In the due course, the queen gives birth to a baby. The dwarf appears as if from nowhere and demands her newly born baby. She cries bitterly and requests him to forgive her and allow her to keep her baby. She is willing to give him anything in the kingdom except the baby. But the dwarf does not relent. However, as a concession to her, he says that he will return after three days, and if by that time she is able to guess his name he will allow her to keep her baby.


During the next three days, there is hectic activity in the kingdom. The queen scans thousands of names and keeps wondering what the real name of the dwarf might be. As luck would have it, one of her servants reports to her that in a faraway forest he saw a dwarf around a fire and singing a song in which he says his name is Rumpelstiltskin.

The dwarf returns as scheduled after three days. After teasing the dwarf playfully for a little while she tells him that his name is Rumpelstiltskin. The dwarf is stunned, and in a monumental fit of anger vanishes in thin air. The story has different versions which differ in details. But the basic elements of the story are the same.


Legends, myths, and fairy tales have tremendous influence in shaping culture. Often they have a sneaking moral value; but generally they mirror a ground reality. In the above story, the moral is apparent. The miller is a liar and his blatant lie about his daughter lands her in a trap which had no exit. Similarly, the greed of the king led him to marry a woman only because he thought she was a gold mine. Then there was a dwarf who was greedy and had a touch of perversity along with obsession for his name.
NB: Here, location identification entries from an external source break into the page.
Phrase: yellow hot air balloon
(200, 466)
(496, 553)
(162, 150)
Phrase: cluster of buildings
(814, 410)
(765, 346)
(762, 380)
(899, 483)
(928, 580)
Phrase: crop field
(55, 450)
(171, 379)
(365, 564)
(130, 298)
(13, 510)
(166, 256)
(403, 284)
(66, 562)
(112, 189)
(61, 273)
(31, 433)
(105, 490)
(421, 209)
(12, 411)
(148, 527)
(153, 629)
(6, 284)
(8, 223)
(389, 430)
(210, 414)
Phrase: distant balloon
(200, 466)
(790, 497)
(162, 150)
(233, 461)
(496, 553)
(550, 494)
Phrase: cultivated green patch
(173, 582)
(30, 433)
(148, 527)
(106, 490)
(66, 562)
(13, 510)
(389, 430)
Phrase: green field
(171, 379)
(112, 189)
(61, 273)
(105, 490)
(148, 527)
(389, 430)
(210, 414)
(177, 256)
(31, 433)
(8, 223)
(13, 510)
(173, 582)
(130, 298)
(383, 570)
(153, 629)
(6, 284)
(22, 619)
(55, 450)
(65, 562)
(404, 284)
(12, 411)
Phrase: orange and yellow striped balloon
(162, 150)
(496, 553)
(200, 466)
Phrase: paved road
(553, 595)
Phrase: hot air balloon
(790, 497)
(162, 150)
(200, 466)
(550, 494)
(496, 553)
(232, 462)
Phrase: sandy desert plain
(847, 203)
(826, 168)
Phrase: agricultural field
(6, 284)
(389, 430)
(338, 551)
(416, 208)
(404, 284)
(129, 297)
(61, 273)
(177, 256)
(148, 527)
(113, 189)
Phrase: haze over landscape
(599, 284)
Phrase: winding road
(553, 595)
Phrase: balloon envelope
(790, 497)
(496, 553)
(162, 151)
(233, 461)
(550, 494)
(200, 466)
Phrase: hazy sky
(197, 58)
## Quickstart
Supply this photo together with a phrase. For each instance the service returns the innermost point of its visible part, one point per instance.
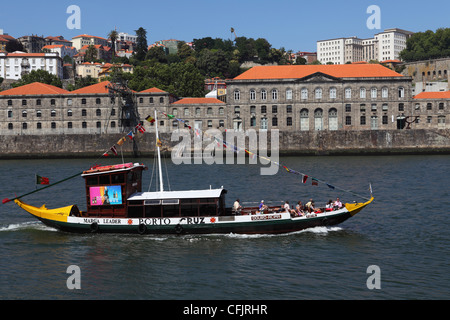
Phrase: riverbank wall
(376, 142)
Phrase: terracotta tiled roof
(95, 88)
(199, 101)
(35, 88)
(300, 71)
(153, 90)
(433, 95)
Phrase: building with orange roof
(319, 97)
(87, 40)
(14, 65)
(431, 110)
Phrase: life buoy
(94, 227)
(142, 229)
(178, 229)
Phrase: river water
(404, 233)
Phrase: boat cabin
(167, 204)
(108, 188)
(116, 191)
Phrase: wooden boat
(116, 204)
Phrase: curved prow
(354, 208)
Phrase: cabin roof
(166, 195)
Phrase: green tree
(141, 44)
(113, 35)
(41, 76)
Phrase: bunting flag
(140, 128)
(114, 150)
(305, 177)
(121, 141)
(42, 180)
(150, 119)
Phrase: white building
(87, 40)
(14, 65)
(61, 50)
(385, 45)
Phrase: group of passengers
(310, 207)
(299, 211)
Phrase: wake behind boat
(116, 204)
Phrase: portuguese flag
(42, 180)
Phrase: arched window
(304, 120)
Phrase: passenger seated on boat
(310, 206)
(287, 208)
(337, 204)
(329, 206)
(298, 210)
(237, 208)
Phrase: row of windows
(53, 125)
(318, 93)
(83, 101)
(98, 113)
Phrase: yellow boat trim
(60, 214)
(354, 208)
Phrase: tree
(141, 44)
(41, 76)
(113, 35)
(91, 54)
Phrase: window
(362, 93)
(304, 94)
(237, 95)
(288, 109)
(348, 93)
(348, 120)
(289, 94)
(274, 94)
(363, 120)
(373, 93)
(332, 93)
(263, 95)
(318, 93)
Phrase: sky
(292, 24)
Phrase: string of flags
(220, 142)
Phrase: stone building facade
(304, 98)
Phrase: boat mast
(161, 184)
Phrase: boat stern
(354, 208)
(59, 214)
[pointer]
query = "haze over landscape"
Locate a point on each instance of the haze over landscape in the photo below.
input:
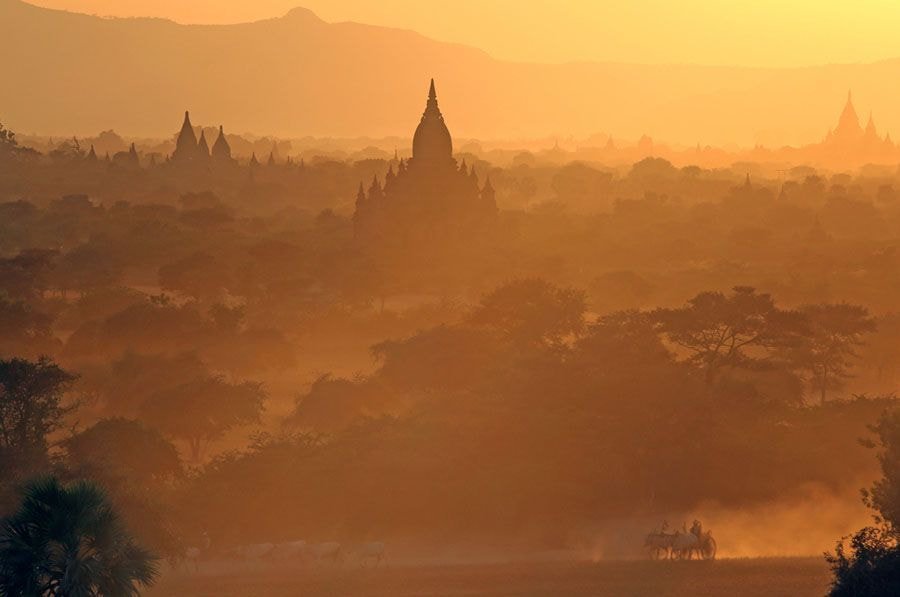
(368, 299)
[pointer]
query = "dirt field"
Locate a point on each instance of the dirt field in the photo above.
(785, 577)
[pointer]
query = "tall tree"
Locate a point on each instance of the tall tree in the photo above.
(532, 311)
(31, 408)
(829, 349)
(718, 330)
(68, 541)
(203, 410)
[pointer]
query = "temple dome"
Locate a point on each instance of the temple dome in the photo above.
(432, 142)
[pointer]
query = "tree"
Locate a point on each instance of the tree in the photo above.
(8, 143)
(532, 311)
(141, 455)
(871, 566)
(68, 541)
(31, 408)
(718, 330)
(827, 352)
(138, 468)
(203, 410)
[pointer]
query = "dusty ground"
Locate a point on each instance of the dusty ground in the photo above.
(784, 577)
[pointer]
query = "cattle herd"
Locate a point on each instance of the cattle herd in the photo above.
(683, 544)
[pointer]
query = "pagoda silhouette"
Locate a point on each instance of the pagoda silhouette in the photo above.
(429, 197)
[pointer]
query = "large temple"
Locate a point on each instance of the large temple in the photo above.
(429, 196)
(849, 140)
(190, 150)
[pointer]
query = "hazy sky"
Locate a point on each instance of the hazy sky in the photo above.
(728, 32)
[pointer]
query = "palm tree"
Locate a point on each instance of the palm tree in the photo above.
(68, 541)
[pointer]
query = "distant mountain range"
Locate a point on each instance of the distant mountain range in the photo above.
(66, 73)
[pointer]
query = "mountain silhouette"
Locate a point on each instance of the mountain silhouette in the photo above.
(297, 75)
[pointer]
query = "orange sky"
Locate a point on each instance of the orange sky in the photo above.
(732, 32)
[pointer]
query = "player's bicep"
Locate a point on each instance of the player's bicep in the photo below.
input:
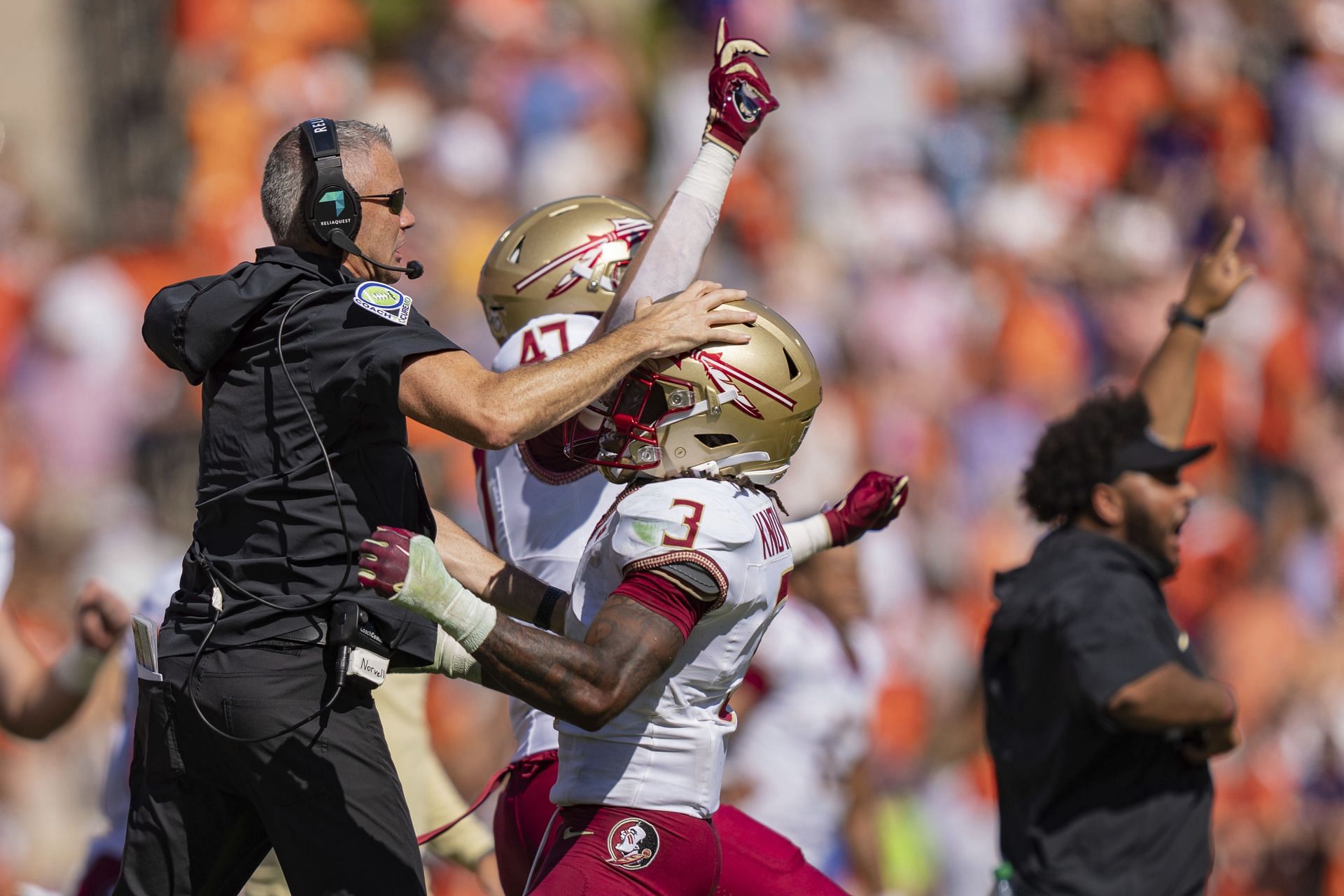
(635, 643)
There is another angle to the story. Normal greed is associated with ordinary people like king and the miller. Perverse greed is linked to a dwarf, who is believed to be a repository of physical defect and disability. In many cultures, the inadequate and the physically deformed people are thought to be vicious. In Ramayana, the oldest Indian mythological epic, it is Manthra, the hunchbacked maidservant, who deliberately gives a mischievous advice to the Queen Kekayi. One may explain such phenomena by assuming that the physically deformed people need attention and they try to get it by being actively vicious. The authors of the tale of Rumpelstiltskin made the protagonist of their story a dwarf, a victim of ridicule in any cultures. In many circuses, one may find dwarfs performing as clowns. Rumpelstiltskin is greedy and mean. More importantly, he is intensely attached to his own name. This only confirms that he is too human.


In all cultures, including the ancient ones, one’s name has been the supreme identifier of one’s entire existence. One’s identity is a conglomerate of so many factors: face, body shape, age, depth and extent of experience, and their value system. But all these identifiers stand superseded by the name one bears.
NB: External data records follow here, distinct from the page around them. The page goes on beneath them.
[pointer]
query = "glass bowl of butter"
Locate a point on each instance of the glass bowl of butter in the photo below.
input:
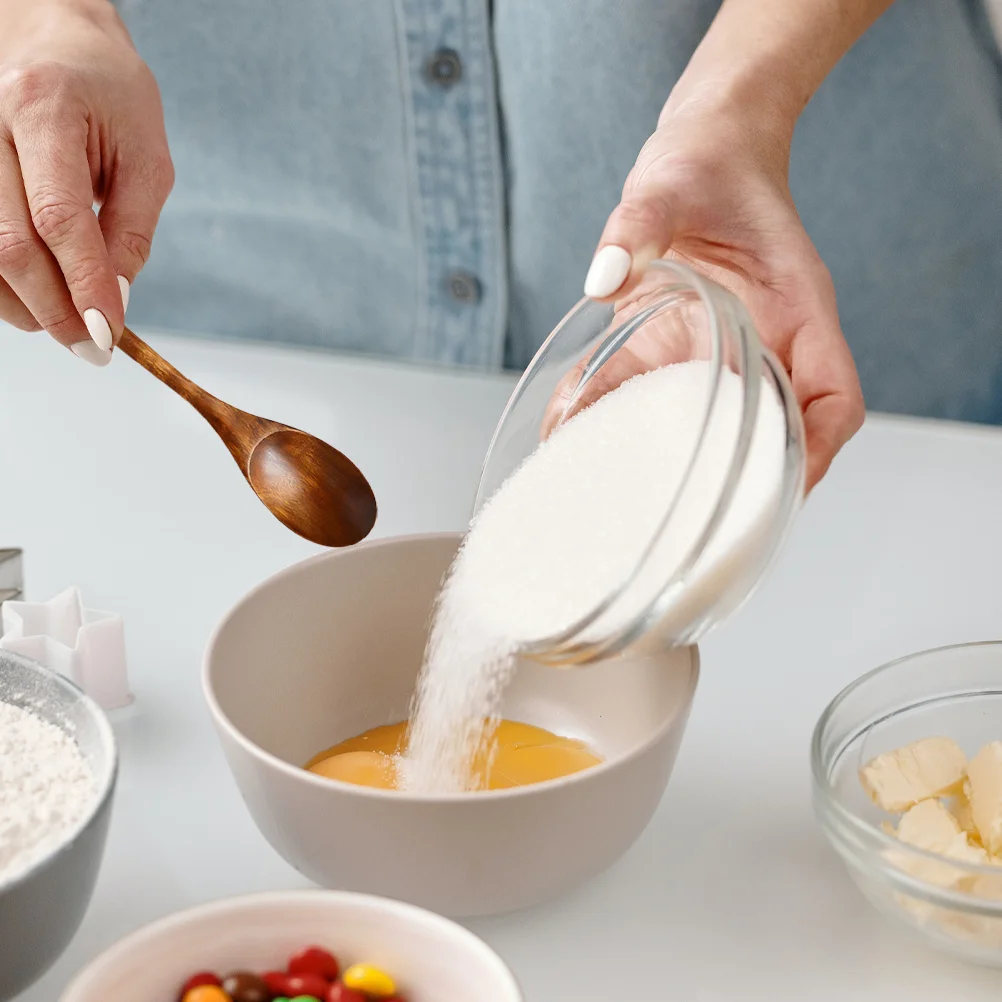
(907, 776)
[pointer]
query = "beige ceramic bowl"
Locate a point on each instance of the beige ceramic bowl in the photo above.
(332, 646)
(432, 959)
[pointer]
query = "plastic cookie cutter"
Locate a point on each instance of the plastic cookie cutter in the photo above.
(11, 574)
(85, 645)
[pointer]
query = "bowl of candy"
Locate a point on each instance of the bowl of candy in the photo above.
(907, 768)
(318, 666)
(57, 777)
(314, 946)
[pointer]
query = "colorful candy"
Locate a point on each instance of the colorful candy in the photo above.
(341, 993)
(242, 986)
(312, 975)
(310, 985)
(206, 993)
(196, 981)
(315, 960)
(370, 981)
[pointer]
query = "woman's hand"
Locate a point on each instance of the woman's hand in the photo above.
(709, 188)
(80, 123)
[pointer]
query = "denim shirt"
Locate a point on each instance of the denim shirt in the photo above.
(427, 178)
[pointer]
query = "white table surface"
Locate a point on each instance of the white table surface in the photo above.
(108, 482)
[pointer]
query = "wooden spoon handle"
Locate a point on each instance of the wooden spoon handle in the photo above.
(137, 350)
(238, 430)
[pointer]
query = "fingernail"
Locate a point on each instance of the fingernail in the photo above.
(89, 352)
(97, 328)
(608, 272)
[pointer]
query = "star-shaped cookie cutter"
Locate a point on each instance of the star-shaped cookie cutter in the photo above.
(85, 645)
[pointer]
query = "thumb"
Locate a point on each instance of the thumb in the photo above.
(640, 228)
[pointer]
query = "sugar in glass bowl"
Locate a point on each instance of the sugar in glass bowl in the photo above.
(701, 562)
(951, 691)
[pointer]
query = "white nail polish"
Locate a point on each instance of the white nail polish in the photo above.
(608, 272)
(89, 352)
(98, 329)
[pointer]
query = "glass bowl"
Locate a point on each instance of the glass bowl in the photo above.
(954, 692)
(675, 316)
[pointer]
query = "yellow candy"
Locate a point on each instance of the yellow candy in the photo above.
(206, 993)
(369, 980)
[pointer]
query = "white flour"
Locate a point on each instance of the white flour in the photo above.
(570, 525)
(46, 789)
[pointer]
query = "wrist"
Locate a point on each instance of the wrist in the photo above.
(765, 105)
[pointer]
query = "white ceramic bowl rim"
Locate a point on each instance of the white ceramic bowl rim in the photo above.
(915, 886)
(401, 795)
(152, 931)
(105, 783)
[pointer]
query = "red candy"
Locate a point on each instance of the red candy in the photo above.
(306, 984)
(314, 960)
(312, 973)
(339, 993)
(277, 981)
(197, 980)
Every change of name is a political statement. Contemporary history is full of examples when cities have changed their names. Take the case of St Petersburg in Russia. It was called Petrograd from 1914 to 1924 and Leningrad from 1924 to 1991. After the disintegration of Soviet Union in 1991, it was renamed as St Petersburg. Burmese government even changed the name of their country to Myanmar. In India and China, cities have changed their names to assert their identity aggressively.
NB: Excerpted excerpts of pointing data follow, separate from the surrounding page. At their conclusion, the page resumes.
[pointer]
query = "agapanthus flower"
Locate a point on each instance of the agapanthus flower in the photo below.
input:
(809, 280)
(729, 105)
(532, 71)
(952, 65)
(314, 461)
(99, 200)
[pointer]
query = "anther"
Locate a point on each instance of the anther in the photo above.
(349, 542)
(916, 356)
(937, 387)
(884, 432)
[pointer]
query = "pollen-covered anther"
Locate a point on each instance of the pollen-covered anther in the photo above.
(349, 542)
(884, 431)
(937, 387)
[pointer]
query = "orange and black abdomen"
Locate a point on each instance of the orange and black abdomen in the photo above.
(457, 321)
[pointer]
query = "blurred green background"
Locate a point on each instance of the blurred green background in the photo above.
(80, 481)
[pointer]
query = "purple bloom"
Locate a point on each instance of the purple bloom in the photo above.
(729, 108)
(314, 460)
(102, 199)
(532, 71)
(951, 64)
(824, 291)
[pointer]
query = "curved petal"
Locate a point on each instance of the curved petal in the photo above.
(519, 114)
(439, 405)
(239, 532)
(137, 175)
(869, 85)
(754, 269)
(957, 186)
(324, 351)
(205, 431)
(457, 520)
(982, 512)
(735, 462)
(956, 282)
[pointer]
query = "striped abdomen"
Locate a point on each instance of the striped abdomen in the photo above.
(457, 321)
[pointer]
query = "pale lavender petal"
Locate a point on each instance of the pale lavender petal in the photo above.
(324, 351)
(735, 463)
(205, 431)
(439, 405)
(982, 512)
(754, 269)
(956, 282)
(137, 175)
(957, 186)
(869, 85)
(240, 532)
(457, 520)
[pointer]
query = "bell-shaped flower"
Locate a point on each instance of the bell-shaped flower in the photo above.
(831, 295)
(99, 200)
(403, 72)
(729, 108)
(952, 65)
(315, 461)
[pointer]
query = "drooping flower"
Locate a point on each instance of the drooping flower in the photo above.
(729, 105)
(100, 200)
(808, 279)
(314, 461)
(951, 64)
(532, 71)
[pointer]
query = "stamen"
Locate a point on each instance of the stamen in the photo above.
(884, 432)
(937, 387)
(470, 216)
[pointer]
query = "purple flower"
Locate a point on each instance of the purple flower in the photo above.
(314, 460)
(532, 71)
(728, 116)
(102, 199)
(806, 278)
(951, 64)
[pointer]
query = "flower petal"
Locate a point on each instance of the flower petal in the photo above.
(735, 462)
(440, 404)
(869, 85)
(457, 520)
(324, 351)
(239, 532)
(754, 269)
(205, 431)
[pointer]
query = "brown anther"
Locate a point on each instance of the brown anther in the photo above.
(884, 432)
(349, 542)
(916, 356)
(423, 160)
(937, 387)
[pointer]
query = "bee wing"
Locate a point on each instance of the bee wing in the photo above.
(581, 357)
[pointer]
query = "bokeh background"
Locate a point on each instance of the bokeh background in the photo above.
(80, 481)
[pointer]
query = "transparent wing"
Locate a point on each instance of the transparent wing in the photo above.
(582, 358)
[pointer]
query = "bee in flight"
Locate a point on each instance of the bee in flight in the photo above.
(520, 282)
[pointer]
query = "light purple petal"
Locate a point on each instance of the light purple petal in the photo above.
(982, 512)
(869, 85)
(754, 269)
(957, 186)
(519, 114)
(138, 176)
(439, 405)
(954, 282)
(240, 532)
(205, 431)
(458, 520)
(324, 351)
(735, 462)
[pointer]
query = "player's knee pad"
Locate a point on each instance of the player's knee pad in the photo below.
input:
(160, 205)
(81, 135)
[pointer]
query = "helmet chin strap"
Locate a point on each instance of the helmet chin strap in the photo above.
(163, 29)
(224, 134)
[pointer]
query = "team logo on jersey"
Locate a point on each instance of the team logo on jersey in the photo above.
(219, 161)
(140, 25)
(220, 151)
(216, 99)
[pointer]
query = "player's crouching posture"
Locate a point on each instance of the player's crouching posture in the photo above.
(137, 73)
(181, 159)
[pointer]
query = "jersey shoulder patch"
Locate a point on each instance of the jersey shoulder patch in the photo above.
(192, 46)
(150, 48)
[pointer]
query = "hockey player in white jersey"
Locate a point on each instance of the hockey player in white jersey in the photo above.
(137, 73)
Certain communities in India, wives are not allowed to address to or even mention their husband’s name. It is a silent political statement asserting that the power center in society is man. In most cultures a woman changes her last name to that of her husband’s, thereby reinforcing the prevailing male domination in society. In an Indian joint family often a newly married woman is encouraged to change her first name because it happens to be same as that of another woman in the family who has traditionally a higher status. In certain parts of western India, the first name of the woman is changed upon her marriage, regardless. Changing name of a human being is a societal way to create a new identity of that person. It is coercion and a kind of mental cruelty, if done without the willing consent of that individual. In the age of emerging gender equality, it sounds a discordant note when a woman alters fully or partially her name after marriage.


Often people keep their last name or sometimes first or middle name to indicate or highlight a certain part of their cultural, professional or religious identity. All this tends to show that the most visible identifier of a human being is their name.


What’s there in a name? I would say a whole world.